Rapidan Camp
Prime Minister's Cabin


Photograph of Prime Minister Ramsay MacDonald.

The Prime Minister's Cabin was named for Ramsay MacDonald, Prime Minister of Great Britain who was a guest at Rapidan in 1929. President Hoover brought the Prime Minister to Rapidan to discuss naval disarmament.

Herbert and Lou Henry Hoover at the Prime Minister's cabin at Rapid Camp.

Lesson 2
Discussion Topics


Because it was an historic discussion and the press were not allowed at Rapidan, a political cartoonist drew his idea of what happened between the two leaders. The cartoon carried the caption: "The hope of a more certain peace." What do you think the cartoonist meant?

Illustration of Hoover and Prime Minister Ramsay MacDonald sitting on a log by the banks of a stream. Hoover is whittling a branch, and MacDonald is smoking a pipe. The front of the Prime Minister's cabin.

Political cartoons have a long history in the free press. Look at several other cartoons drawn during Hoover's administration. Look at the cartoons below, Explain what point the cartoonist was making.

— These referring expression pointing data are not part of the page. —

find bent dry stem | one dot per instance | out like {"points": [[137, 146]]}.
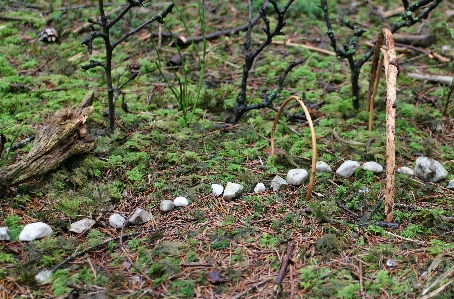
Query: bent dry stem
{"points": [[314, 140]]}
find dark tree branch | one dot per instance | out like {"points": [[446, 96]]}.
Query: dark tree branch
{"points": [[407, 15], [182, 41], [120, 15], [113, 93], [89, 41], [159, 18], [350, 49], [241, 106], [93, 64]]}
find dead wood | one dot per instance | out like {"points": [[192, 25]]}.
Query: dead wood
{"points": [[421, 40], [286, 260], [391, 71], [61, 137], [184, 41], [433, 78]]}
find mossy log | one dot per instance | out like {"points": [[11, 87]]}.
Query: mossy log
{"points": [[62, 136]]}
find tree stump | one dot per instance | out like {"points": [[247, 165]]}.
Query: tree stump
{"points": [[62, 136]]}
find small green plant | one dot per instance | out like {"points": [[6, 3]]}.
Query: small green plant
{"points": [[184, 289], [268, 241], [183, 93]]}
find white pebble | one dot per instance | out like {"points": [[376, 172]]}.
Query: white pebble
{"points": [[296, 176], [347, 168], [43, 276], [4, 234], [232, 191], [35, 231], [181, 201], [373, 166], [260, 187], [81, 225], [166, 205], [322, 167], [405, 170], [217, 189], [117, 221]]}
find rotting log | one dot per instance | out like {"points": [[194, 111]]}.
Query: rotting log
{"points": [[62, 136]]}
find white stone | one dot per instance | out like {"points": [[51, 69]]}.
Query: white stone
{"points": [[450, 185], [322, 167], [363, 189], [260, 187], [43, 276], [347, 168], [35, 231], [278, 183], [296, 176], [405, 170], [4, 234], [217, 189], [390, 263], [181, 201], [166, 205], [140, 216], [81, 225], [117, 221], [428, 169], [232, 191], [373, 166]]}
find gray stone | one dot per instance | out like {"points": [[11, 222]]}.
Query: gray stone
{"points": [[428, 169], [347, 168], [322, 167], [140, 216], [278, 183], [81, 225], [181, 201], [4, 234], [260, 187], [166, 205], [43, 276], [373, 166], [405, 170], [117, 221], [217, 189], [232, 191], [296, 176], [35, 231], [450, 185]]}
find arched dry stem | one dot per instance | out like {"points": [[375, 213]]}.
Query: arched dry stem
{"points": [[314, 141], [391, 70]]}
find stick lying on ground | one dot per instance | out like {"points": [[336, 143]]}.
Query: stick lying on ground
{"points": [[61, 137]]}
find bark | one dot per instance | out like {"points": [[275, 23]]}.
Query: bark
{"points": [[61, 137]]}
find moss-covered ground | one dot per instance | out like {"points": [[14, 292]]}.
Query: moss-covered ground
{"points": [[339, 252]]}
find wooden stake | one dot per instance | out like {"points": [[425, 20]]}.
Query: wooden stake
{"points": [[392, 70]]}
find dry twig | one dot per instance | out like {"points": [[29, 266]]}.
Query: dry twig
{"points": [[314, 141]]}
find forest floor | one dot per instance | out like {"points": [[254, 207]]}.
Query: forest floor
{"points": [[215, 248]]}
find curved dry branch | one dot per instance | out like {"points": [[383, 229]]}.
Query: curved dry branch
{"points": [[314, 140], [391, 70]]}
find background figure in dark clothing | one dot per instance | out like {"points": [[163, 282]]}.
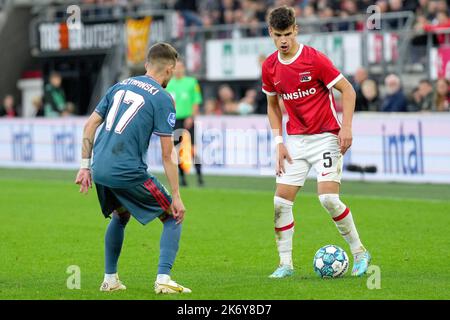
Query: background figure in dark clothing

Herbert Hoover rocking two cribs with wailing babies, one labeled Drought Damage and Tarrifs, and the other labeled Business Depression. The cartoon is titled, Awful Job to Quiet Anything Around Here. Cartoon of Herbert Hoover and company, pumping millions of dollars into a skyscraper-sized pump to fund public works projects. Out of the pump spills roads, buildings, industry, and waterways. Cartoon of a smirking Herbert Hoover, with car piled high with luggage, leaving Washington politics for the private life at Rapidan Camp.